Dünya geçtiğimiz yıllarda “Arap Baharı” sürecini yaşadı.
Sovyet nüfuzu altındaki ülkelerde “Turuncu” vs. diye renkli devrimlere tanıklık etti.
İtalya’da, Fransa varoşlarında “kapitalizm karşıtı” büyük kitlesel gösteriler gördü.
Amerika’da ırkçılık karşıtı büyük tahripkâr gösteriler oldu.
Türkiye’de de gezi olayları yaşandı.
Her yeni olay, farklı ülkelerde kendinde yaşanan benzer nitelikleriyle hatırlanıyor ve “Acaba nereye gider?” sorusuna cevap aranıyor.
Fransa’daki olayın bizdeki Gezi ile birlikte konuşulması tabii.

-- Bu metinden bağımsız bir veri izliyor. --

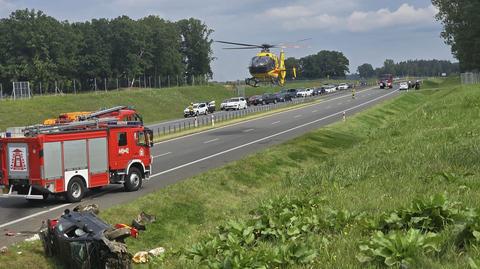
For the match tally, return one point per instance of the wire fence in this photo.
(75, 86)
(470, 78)
(211, 120)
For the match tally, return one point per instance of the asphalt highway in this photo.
(180, 158)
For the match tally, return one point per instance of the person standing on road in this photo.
(190, 108)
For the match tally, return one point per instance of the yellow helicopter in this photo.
(266, 66)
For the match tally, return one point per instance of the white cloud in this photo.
(404, 15)
(356, 21)
(6, 7)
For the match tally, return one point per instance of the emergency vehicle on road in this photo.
(71, 158)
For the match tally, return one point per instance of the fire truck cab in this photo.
(70, 159)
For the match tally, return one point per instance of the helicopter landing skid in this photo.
(252, 82)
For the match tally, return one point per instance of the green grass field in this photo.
(315, 201)
(153, 104)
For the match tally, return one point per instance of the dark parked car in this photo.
(255, 100)
(316, 91)
(269, 98)
(284, 97)
(291, 92)
(82, 240)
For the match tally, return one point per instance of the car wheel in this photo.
(133, 181)
(75, 190)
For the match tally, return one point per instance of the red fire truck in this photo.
(71, 158)
(386, 81)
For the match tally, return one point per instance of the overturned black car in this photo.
(82, 240)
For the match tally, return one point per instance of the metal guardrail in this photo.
(470, 78)
(173, 127)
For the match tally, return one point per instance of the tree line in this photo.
(418, 68)
(461, 30)
(38, 48)
(324, 64)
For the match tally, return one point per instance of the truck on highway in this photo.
(69, 159)
(120, 112)
(386, 81)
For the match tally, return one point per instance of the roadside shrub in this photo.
(398, 248)
(430, 215)
(283, 224)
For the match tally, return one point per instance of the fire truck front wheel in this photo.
(75, 190)
(133, 182)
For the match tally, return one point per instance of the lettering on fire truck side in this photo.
(123, 151)
(17, 159)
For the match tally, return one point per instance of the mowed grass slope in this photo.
(420, 144)
(153, 104)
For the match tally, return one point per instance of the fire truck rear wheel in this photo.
(133, 182)
(75, 190)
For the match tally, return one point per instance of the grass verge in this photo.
(418, 145)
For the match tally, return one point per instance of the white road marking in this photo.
(212, 156)
(161, 155)
(210, 141)
(320, 101)
(268, 137)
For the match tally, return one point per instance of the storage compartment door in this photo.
(18, 161)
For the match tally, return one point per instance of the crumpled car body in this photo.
(82, 240)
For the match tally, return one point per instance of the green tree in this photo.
(196, 48)
(332, 64)
(366, 71)
(461, 21)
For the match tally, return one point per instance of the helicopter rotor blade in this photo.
(237, 44)
(294, 45)
(245, 48)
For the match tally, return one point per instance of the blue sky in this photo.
(366, 31)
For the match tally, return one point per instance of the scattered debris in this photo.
(156, 251)
(141, 220)
(33, 238)
(87, 208)
(145, 218)
(82, 240)
(141, 257)
(8, 233)
(144, 256)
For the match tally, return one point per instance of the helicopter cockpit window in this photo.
(263, 61)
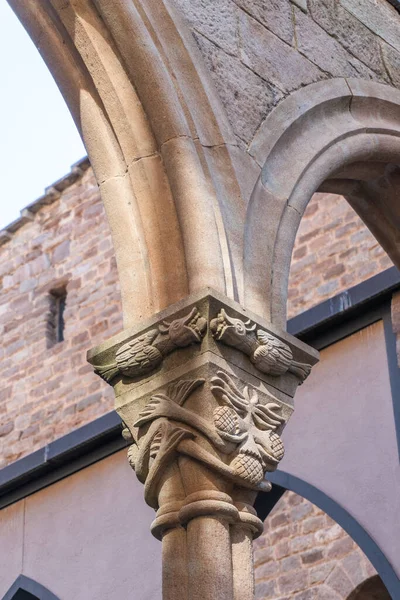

Gezi bizde tam bir siyasal gerilim konusu haline geldi. “Taksim’deki ağaçları korumak”la başlayıp “Siz hâlâ olayı ağaç meselesi mi zannediyorsunuz? Hâlâ anlamadınız mı?” ya evrilmesi, yani “Hükümeti yıkma” girişimi gibi görülmesi, ardında uluslararası odakların bulunduğu yaklaşımı, bugün dahi bu alandaki hesaplaşmayı yargı ve siyasi kürsüler planında sürdürüyor.